Research can have its roots anywhere, even on a friend’s front lawn. Just ask Wing To, an assistant professor of physics at Stanislaus State who went to an outdoor gathering last year and walked away with an idea for a research project that could speed up predictions of the atmospheric effects of California wildfires.
“It was at the start of the pandemic when people were hanging out on their lawns instead of indoors,” he said. “I was introduced to a couple of atmospheric scientists from the Lawrence Livermore National Lab. We were just having a beer on someone’s lawn and talking, and basically that is how the project started.”
The trio’s topic of discussion: how to change predictive modeling to produce quicker forecasts of the atmospheric effects of a wildfire before the pollution spreads over a wide area.
The traditional approach requires the calculation of complex mathematical equations, but atmospheric scientists are now exploring faster modeling methods using data science instead. With large forest fires happening more frequently, more historical data is available on how fires interact with the atmosphere. By using machine learning algorithms, also known as artificial intelligence (AI), scientists can use the data to model the effects of future fires.
By the time To left the get-together, he had an idea for a research project to address the issue and commitments from the two scientists to be the project’s expert advisers. He then secured two $5,000 Stan State grants — a Research, Scholarship and Creative Activity (RSCA) grant and an Innovate, Design, Excel and Asses for Success (IDEAS) grant—to fund the project.
Now underway, To’s project is collecting data from previous fire locations with the goal of using the data to upgrade simulation and modeling software that is already widely used by atmospheric scientists. If successful, the upgraded software will be able to produce accurate predictive models within days instead of the year or more that the process usually takes. This could lead to better public health protection because faster modeling could provide accurate, advance warnings of wildfire pollution as it heads toward communities.
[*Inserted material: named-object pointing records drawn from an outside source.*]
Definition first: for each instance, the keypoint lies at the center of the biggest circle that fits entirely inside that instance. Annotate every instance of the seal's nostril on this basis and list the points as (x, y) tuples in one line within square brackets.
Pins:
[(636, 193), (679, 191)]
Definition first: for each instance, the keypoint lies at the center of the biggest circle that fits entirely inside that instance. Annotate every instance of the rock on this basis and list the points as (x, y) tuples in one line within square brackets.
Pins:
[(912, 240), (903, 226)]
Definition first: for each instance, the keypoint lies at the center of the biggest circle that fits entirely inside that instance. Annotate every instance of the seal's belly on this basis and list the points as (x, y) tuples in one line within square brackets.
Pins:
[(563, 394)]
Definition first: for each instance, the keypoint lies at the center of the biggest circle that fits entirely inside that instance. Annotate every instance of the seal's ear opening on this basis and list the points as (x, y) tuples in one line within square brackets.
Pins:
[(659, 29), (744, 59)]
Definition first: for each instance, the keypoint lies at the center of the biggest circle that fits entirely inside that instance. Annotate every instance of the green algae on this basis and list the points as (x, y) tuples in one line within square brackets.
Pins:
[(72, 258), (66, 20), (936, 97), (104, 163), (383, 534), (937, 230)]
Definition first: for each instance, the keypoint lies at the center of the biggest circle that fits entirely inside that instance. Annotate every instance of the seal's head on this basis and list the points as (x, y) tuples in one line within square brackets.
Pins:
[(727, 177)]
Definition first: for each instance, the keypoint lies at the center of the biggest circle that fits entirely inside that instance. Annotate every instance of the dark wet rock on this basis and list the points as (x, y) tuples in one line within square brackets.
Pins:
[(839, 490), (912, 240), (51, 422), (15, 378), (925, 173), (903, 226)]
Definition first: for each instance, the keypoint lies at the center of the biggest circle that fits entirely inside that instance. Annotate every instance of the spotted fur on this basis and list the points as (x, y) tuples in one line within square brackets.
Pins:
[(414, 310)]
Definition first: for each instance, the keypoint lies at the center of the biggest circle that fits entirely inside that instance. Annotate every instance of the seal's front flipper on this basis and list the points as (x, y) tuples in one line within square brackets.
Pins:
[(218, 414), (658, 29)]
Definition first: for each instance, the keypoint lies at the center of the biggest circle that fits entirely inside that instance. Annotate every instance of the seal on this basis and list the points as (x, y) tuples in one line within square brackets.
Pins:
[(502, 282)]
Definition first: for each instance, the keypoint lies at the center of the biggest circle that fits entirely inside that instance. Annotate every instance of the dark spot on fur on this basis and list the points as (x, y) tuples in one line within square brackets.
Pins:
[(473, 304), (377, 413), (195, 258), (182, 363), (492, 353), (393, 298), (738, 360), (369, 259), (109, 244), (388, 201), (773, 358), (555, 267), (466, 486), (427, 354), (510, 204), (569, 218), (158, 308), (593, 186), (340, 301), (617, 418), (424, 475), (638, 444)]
To describes the project as “in its infancy.” His first step was to choose his starting point: the area of the Creek Fire that occurred in the Sierra National Forest in fall 2020. His next step was to start entering information about the existing plants and other material that could be consumed in a fire — creating a “fuel source map” — into a computer equipped with an AI program and coding acquired from Google. He made sure that his source of fuel information is a source that is updated frequently.
“The information about fuel that is often used is usually one or two years old. That is OK if you have a large wildfire in an area every 15 years, but nowadays because of climate change we are having wildfires in the same areas much more frequently,” he said. “We needed to find a way to update the fuel source map on a more regular basis.”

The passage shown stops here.